The lakes were nice, but honestly because I’d seen pictures of them before, they weren’t super-majestic. Also, I had been to the Italian Alps the summer before and saw lakes with bluer water that I measured Covadonga against. For sure, it was worth it to be in a beautiful landscape surrounded by snow-capped mountains, but the lakes were just like a 6 or 7 out of 10.



Because of the crowds, I actually had to wait to get on the second bus that came to go back down the hill. I didn’t anticipate that taking as long as it did, so beware if you go by bus during these peak periods. I hopped off the bus in the village of Covadonga. In Covadonga, there’s a cave with a small chapel, as well as a sanctuary and church. Before researching, I just thought they were scenic, but actually there’s a lot of history there too. There was a battle in Covadonga in 722 between Moors and an Asturian king. It turned out that the Asturian side won, and it was basically the beginning of the resistance to the Moors (who at that time were in power over the majority of today's Spain). Because of how it resulted that the Moors eventually were defeated, Spanish history looks proudly upon Covadonga.



I saw the cave and the church in Covadonga in about 15 minutes. The town is mostly made up of a few tourist restaurants. I’m happy I checked it out, but I also it’s not worth it if you’re not already nearby (to see the lakes, hike, or visit Cangas). There’s nothing really that special that you can’t see in a picture or read about on Wikipedia.

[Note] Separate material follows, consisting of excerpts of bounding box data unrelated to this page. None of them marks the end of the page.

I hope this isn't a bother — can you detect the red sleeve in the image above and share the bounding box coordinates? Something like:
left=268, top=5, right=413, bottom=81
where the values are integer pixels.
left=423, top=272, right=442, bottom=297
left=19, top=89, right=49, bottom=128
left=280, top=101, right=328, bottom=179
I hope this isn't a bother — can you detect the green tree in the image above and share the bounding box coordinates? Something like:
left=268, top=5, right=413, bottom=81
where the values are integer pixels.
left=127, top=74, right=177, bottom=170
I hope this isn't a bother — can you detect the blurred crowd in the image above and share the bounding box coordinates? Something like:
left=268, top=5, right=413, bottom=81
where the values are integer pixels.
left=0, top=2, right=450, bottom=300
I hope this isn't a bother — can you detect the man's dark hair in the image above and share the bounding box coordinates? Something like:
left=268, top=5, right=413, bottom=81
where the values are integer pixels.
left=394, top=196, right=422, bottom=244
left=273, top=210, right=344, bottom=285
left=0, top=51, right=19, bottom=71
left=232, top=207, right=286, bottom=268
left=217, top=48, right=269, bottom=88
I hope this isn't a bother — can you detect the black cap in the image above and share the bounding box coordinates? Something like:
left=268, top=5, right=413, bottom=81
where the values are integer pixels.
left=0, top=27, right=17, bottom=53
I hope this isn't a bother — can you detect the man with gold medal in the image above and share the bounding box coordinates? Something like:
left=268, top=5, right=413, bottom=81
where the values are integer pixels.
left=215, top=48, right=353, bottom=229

At my hostel that night, I was shocked to meet three other Americans, also all traveling alone. Truly strange! Two of them were living in Andalucia, and one was just visiting Spain. I had only really heard about Asturias this year and I live "next-door", so I was surprised that they all decided to come, and also that we all ended up in the middle of nowhere. I joined some of them for dinner down the street. It was cool to hang out with people from my country for a while. I kind of had forgotten how easy it is to talk to someone with your same accent and cultural background.



The next morning, I caught a bus back up to Cangas de Onís. I waited and waited for my bus to Las Arenas de Cabrales to show up. I carefully checked every bus that pulled up to make sure it wasn’t my bus (there were lots of buses in and out headed for the lakes), but I swear my bus didn’t come (and I’ll further this theory in the next blog post). I asked at the ticket counter, and the lady directed me to the cafeteria, which is apparently where they sell non-Covadonga bus tickets. That guy had no explanation for me but showed me the platform the bus would come to, and exchanged my ticket for the next bus. Luckily that worked out!



In the few hours I had before the next bus, I walked around Cangas. It’s a cute little touristy town with a river running through it. They’ve developed the river with paths and footbridges along it. The town’s most famous landmark is a roman bridge framed by mountains. I truly could have been in way worse places for a few hours. I sat by the river in the sunshine, ate lunch, and listened to the aforementioned podcast, this time without any interruptions from drunk men. I made sure to arrive at the bus station early, and this time, I caught the bus. On to Las Arenas de Cabrales!